Hz. Tahire 1844 yılında Hz. Bahaullah’ın habercisi olan Hz. Bab’ın öğretilerini kabul eden ilk kadındı. Birkaç yıllık süre zarfın da bütün İran’a ve ötesine yayılan bir hareketin önde gelen figürlerinden birisi oldu. “Tahire” unvanı kendisine 1848 yılındaki tarihi ‘Bedeşt Konferansı’nda görüştüğü Hz. Bahaullah tarafından verildi.
(*Tahire “Pak olan” demektir.)
Hz. Tahire’nin peçesini çıkarıp atması bu konferansta gerçekleşti. Toplumsal çevrede kadınların çok az role sahip olduğu ‘ataerkil’ bir toplum olan 19. yüzyıl İran’ın da bu hareket düşünülemez kabul edilirdi. Tarihi değiştiren o anda Hz. Tahire, kadın ile erkek arasında eşitliğin başladığını ve Hz. Bab’ın öğretilerinin geçmişteki geleneklerden kopuşun bir işareti olduğunu ilan etti.
Dört yıl sonra, İran hükümeti Hz. Bab’a inananlara yönelik acımasız zulümlere başlayınca, Hz.
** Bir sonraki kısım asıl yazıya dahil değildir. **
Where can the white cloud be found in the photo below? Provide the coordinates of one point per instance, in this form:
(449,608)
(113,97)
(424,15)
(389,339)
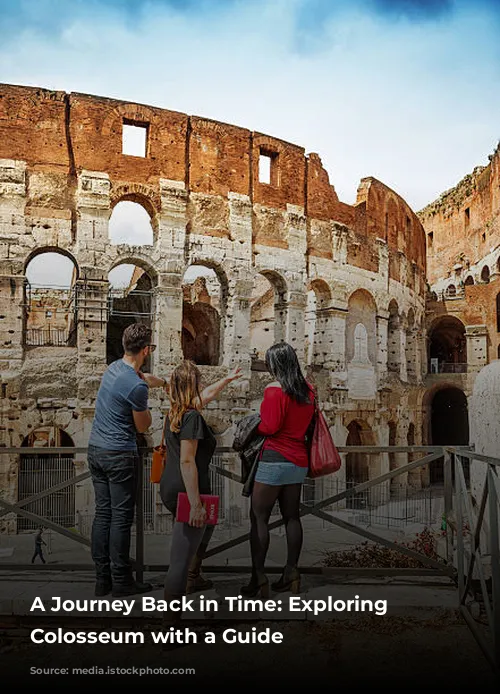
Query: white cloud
(416,105)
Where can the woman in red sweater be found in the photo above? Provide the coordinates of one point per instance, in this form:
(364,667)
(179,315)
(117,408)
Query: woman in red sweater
(286,414)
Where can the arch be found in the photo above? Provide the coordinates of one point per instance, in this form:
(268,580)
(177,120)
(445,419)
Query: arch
(322,291)
(41,470)
(449,425)
(204,307)
(144,195)
(49,298)
(52,249)
(447,345)
(359,433)
(268,314)
(132,222)
(317,321)
(130,300)
(411,345)
(485,274)
(361,308)
(393,338)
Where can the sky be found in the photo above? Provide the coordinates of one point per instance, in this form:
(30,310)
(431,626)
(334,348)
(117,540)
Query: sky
(407,91)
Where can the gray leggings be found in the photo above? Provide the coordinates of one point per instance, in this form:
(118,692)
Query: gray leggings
(187,541)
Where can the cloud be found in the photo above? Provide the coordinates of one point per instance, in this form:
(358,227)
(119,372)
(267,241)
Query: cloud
(376,88)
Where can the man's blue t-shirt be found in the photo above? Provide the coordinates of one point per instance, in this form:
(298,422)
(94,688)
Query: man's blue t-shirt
(121,392)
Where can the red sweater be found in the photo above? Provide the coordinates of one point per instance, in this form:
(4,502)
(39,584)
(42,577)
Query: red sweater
(284,422)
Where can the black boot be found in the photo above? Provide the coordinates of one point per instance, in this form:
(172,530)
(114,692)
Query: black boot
(289,581)
(259,585)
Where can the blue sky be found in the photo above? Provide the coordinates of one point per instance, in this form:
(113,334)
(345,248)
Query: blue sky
(404,90)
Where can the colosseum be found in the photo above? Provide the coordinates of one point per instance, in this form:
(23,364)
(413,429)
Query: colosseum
(242,242)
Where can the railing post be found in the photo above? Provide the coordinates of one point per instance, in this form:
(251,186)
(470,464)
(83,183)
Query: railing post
(460,533)
(493,501)
(139,519)
(448,504)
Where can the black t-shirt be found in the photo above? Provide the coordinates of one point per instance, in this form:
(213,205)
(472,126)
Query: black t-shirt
(193,426)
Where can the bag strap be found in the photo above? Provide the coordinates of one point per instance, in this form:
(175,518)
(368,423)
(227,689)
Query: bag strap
(163,431)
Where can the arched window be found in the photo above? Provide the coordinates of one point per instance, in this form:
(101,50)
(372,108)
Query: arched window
(393,339)
(267,315)
(203,314)
(318,338)
(50,306)
(130,223)
(130,301)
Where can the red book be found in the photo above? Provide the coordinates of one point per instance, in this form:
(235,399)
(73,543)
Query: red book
(209,501)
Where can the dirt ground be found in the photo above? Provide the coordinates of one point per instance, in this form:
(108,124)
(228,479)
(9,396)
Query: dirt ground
(439,651)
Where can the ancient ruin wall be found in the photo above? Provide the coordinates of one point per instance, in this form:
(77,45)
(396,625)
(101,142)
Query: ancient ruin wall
(463,226)
(62,171)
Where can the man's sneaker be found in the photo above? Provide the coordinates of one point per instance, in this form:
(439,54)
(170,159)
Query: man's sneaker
(102,588)
(123,589)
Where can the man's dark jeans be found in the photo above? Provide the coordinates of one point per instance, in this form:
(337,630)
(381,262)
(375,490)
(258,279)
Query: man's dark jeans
(114,475)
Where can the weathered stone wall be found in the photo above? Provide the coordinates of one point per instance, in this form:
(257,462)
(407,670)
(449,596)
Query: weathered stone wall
(62,171)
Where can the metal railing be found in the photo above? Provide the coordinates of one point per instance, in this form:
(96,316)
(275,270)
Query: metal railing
(471,535)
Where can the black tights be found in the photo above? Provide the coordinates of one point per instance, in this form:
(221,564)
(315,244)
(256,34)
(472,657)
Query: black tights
(264,497)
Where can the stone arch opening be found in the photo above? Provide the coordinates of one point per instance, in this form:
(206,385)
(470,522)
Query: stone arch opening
(449,426)
(362,309)
(447,346)
(130,300)
(131,222)
(358,464)
(393,339)
(39,471)
(268,315)
(203,315)
(318,338)
(49,299)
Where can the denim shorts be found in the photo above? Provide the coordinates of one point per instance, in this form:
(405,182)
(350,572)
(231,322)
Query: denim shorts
(276,473)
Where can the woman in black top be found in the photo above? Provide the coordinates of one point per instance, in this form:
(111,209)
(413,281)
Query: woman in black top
(190,446)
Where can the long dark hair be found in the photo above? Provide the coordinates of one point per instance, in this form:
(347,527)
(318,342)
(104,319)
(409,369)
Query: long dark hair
(283,365)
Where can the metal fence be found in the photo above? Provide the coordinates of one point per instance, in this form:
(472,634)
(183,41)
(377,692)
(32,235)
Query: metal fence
(49,337)
(472,532)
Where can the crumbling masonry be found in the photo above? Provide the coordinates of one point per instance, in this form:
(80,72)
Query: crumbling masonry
(63,171)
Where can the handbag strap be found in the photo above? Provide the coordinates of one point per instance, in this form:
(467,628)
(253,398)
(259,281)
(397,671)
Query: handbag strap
(163,431)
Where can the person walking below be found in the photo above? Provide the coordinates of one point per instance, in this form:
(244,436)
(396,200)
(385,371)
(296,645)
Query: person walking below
(38,546)
(190,446)
(121,412)
(286,414)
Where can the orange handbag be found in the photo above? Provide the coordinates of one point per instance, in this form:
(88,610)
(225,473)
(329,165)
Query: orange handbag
(159,458)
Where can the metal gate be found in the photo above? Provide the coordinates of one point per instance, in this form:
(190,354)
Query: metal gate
(41,471)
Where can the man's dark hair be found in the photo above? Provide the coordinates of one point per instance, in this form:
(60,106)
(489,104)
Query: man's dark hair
(136,337)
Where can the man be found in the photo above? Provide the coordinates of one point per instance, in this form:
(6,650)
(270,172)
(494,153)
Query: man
(121,412)
(38,546)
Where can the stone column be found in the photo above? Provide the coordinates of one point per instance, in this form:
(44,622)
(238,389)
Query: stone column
(335,339)
(382,335)
(403,372)
(295,333)
(12,233)
(93,211)
(237,329)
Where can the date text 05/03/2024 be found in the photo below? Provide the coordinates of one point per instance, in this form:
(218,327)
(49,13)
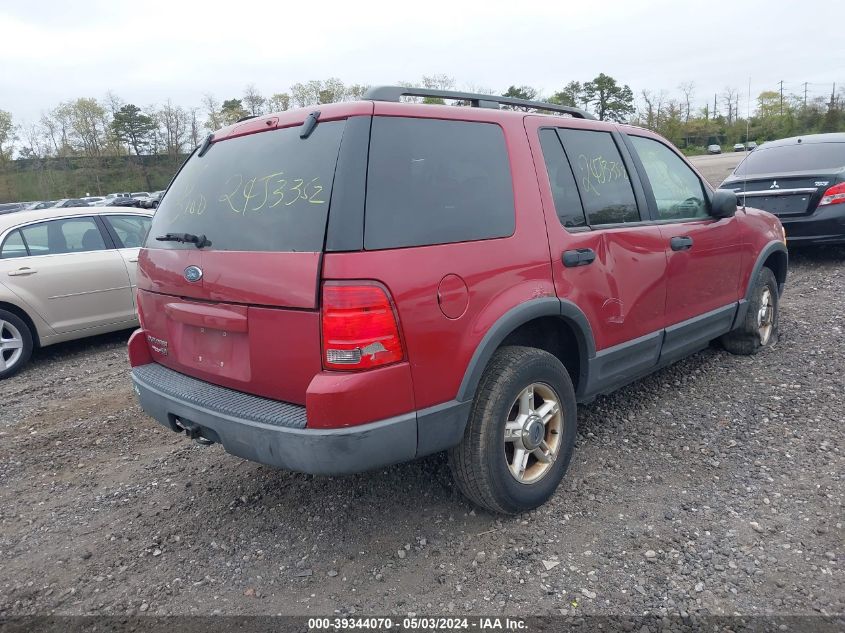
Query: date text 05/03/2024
(413,623)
Tahire Tahran’da gözaltına alındı. İnancından vazgeçmeyi reddedince idam edildi; ölürken telaffuz ettiği sözleri bir sonar ki yüzyıl boyunca da yankılanmaya devam etti: “istediğiniz zaman beni öldürebilirsiniz, ama kadınların özgürleşmesine asla engel olamazsınız.”
‘Güneşin Kızı’ oyunu, Hz. Tahire’nin birçok nesli etkisi altına almış bir özelliği olan emsalsiz cesaretini vurgulamaktadır. Hz. Tahire’yi oynayan Nigar Aliyeva: “Hz. Tahire oyunda “Ben Zerrin Taç olarak doğdum, ama Tahire olarak yaşadım” demişti. Hz. Tahire rolünü oynarken ben de değiştiğimi hissettim. Artık daha önce olduğum kişi değilim. Şimdi hayatımın düsturu şudur: “Nigar olarak doğdum, ama Hz. Tahire olarak yaşayacağım.”
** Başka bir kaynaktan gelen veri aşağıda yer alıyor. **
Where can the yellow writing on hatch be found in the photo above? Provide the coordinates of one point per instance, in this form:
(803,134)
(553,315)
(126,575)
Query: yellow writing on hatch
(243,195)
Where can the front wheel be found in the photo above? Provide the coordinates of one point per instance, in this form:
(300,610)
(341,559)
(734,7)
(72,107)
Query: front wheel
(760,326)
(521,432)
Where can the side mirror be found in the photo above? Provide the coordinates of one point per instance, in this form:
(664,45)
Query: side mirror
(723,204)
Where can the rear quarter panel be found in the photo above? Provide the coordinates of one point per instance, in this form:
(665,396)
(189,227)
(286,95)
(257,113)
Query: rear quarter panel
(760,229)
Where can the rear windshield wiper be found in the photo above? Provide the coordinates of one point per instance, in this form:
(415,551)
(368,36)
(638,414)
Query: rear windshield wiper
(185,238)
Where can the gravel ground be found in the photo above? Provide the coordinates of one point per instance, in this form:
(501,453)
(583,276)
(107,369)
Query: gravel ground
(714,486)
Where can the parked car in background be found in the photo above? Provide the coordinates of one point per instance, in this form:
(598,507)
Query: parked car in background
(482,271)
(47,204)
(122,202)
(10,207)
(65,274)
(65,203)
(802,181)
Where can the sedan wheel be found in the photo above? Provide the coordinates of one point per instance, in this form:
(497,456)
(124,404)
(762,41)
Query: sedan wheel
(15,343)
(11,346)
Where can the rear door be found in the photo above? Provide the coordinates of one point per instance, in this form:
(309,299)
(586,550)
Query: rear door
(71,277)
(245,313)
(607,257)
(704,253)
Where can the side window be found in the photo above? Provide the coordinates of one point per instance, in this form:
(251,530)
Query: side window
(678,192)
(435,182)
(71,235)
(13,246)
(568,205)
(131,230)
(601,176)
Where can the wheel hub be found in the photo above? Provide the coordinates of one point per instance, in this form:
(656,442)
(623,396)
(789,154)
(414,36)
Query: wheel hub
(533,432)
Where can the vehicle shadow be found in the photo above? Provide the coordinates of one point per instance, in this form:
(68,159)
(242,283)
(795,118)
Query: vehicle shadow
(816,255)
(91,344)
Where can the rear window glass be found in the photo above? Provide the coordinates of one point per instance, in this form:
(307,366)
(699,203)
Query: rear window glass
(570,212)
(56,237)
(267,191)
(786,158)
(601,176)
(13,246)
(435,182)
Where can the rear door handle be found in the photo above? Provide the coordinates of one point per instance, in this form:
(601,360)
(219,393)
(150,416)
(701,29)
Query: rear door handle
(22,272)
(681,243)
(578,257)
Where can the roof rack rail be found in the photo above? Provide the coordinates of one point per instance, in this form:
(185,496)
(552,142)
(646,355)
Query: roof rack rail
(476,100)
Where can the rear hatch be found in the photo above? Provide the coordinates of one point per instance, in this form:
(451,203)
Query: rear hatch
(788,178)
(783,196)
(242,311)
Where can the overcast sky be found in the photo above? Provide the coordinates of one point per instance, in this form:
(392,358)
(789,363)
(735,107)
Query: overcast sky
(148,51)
Gösterimden sonra izleyicilerden birisi şu yorumu yapmıştır:
“Şimdi ne kadar cesur olmamız gerektiğini, baskı ve zulüm karşısında sesimizi nasıl yükseltmek zorunda olduğumuzu anlıyorum.”
19.yy. Batılı Doğu bilimcileri, onun edebiyat ve cinsiyet eşitliği üzerinde ki etkisi hakkında çok yazdılar. Sayısız akademik makaleleri, kitapları ve üç ciltlik şiirlerini İngilizceye çevirdiler.
Oyun ve roman yazarları, müzisyenler ve film yapımcıları onun yaşamından ve kişiliğinden ilham alan eserler yarattılar.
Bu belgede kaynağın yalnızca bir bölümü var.